As had been suggested, a meeting with the Director of the NAHS group and the Director of the Animal Health and Production Division of the CFIA was held to examine the list. It was decided whether specific issues would be addressed within the process of the NAHS, or if not, where the issue would be addressed.

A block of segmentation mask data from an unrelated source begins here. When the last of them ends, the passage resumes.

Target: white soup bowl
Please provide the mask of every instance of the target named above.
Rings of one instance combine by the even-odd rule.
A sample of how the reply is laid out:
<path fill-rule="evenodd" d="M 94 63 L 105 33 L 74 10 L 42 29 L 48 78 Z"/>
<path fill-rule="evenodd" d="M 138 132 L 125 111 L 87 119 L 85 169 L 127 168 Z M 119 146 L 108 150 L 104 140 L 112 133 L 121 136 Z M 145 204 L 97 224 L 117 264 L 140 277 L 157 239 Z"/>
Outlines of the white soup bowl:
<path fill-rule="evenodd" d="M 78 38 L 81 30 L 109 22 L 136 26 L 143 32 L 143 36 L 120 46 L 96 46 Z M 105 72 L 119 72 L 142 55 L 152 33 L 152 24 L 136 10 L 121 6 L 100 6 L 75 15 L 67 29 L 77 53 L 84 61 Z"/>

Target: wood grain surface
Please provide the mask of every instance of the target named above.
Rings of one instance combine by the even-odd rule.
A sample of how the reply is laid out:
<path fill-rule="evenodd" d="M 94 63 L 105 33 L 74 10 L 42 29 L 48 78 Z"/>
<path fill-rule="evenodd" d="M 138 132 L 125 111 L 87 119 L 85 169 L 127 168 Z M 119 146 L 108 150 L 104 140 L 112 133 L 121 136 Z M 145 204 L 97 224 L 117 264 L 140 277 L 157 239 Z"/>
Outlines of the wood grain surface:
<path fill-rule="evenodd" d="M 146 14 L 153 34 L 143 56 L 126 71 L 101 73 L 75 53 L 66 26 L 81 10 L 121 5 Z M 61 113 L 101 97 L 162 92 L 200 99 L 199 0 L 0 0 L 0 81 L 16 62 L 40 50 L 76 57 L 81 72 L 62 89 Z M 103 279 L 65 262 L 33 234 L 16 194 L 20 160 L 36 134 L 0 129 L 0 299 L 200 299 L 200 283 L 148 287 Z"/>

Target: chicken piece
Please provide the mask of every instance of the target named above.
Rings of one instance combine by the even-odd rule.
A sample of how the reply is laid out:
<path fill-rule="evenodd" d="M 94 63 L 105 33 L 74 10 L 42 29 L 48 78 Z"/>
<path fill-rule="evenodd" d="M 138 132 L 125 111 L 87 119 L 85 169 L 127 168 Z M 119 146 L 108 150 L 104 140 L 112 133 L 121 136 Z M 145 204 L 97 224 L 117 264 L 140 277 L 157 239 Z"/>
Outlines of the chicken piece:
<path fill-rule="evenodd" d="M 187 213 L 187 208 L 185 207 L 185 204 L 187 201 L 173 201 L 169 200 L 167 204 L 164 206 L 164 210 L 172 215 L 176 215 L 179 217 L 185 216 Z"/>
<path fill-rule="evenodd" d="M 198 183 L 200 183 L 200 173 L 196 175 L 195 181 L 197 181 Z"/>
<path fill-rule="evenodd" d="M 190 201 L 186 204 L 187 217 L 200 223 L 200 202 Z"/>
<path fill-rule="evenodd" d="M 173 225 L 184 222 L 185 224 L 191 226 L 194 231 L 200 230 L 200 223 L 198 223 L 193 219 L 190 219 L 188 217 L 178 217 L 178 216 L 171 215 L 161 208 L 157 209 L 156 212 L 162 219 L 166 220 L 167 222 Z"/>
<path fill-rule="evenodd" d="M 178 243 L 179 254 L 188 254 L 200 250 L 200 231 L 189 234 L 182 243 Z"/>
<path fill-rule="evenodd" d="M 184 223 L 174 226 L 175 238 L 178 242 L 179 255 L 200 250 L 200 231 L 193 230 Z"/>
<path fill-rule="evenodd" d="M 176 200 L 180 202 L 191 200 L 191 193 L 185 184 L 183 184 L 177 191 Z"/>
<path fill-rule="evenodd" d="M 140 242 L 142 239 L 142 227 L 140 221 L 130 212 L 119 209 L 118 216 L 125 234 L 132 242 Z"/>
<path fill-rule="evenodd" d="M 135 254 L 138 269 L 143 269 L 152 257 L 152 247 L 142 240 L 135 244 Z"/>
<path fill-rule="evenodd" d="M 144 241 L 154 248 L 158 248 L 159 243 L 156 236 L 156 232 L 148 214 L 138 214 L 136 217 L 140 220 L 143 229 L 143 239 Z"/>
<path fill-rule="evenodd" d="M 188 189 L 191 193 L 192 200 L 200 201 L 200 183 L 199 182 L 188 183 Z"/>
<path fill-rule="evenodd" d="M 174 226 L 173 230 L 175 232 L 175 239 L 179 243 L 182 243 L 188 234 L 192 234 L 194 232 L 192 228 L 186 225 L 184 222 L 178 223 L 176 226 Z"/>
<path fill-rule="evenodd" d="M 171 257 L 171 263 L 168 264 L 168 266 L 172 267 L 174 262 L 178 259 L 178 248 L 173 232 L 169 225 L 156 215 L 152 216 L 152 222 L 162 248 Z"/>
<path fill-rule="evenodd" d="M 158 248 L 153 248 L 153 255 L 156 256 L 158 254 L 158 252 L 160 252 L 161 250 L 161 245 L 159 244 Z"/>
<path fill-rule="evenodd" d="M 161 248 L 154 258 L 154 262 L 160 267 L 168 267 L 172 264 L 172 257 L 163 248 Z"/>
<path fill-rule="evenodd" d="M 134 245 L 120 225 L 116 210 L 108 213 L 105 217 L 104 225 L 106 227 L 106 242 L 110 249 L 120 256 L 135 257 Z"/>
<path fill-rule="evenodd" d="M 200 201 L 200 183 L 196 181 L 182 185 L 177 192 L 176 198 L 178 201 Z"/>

The agreed response to the list of farmed animal health issues is,
| Farmed Animal Sector Issue | Responsibility | |
| 1. | Partnership between governments and stakeholders | NAHS |
| 2 | Governance and decision making | NAHS |
| 3 | Who are the decision making bodies | NAHS |
| 4 | Who are the stakeholders and who are their representatives | Farmed animal industry |
| 5 | How is research prioritized | NAHS |
| 6 | Human resource training within organizations | Each organization |
| 7 | Human resource succession planning within the animal health sector | Each organization |
| 8 | Prioritizing and decision making | NAHS under the topic of governance |
| 9 | Definition of public goods and private goods | NAHS |
| 10 | AAFC role in animal health | NAHS – financial only but open to discussion. |
| 11 | Influencing international standards | NAHS – under roles and responsibilities – contribute and support experts to committees and working groups |
| 12 | Consistency of requirements e.g. inter-province, inter-sector | Issue specific – depends on “the problem” |
| 13 | How to address current policy gaps | Gap specific – case by case, financial risk management is separate |
| 14 | Program development – from project to program | – program speCFIAcific |
| 15 | Networking for surveillance | NAHS |
| 16 | Adequacy of definitions | NAHS |
| 17 | Awareness campaign for Canadian animal health | Farmed animal industry, and AAFC for branding |
| 18 | Managing emerging programs | NAHS – governance |
| 19 | Coordinated emergency decision making | CFIA, governance system, business risk management of AAFC |
| 20 | Surveillance for the current OIE standard | Already being followed – CFIA for any deviations |
| 21 | Managing market collapse | Financial risk management – AAFC |
| 22 | Range of financial risk management tools | AAFC |
| 23 | Components of the animal health strategy | NAHS |
| 24 | Linkages beyond sector specific linkages | NAHS |
| 25 | Interdependencies – impact of a total shutdown of export markets |
|
| 26 | International linkages |
|
| 27 | OIE country evaluation |
|
| 28 | What is the strategy | NAHS |
| 29 | What are the components of the strategy | NAHS |
| 30 | Veterinary equivalency agreements | CFIA
|
| 31 | Continental disaster plan | Public Safety Canada
|
| 32 | Availability of professional expertise | Academic veterinary medical education – to be discussed in NAHS |
| 33 | Genetically modified organisms and genetically modified animals |
|
| 34 | Anti-microbial resistance | Public Health Agency of Canada |
| 35 | Transmissible spongiform encephalopathies | CFIA, Provincial wildlife, Environment Canada |
| 36 | Resources and resource management | NAHS |
| 37 | Ranking of animal species | Canadian Animal Health Coalition |
| 38 | How to determine which science is correct | National and international scientific experts consensus |
| 39 | How will NAHS be enforced | NAHS via action plans. |
The above noted exercise has clarified which issues are scheduled to be discussed within the scope of the NAHS process.
It therefore behooves the farmed animal sector working group to develop collective opinions that best reflect the position of the sector to be introduced during the course of the NAHS process.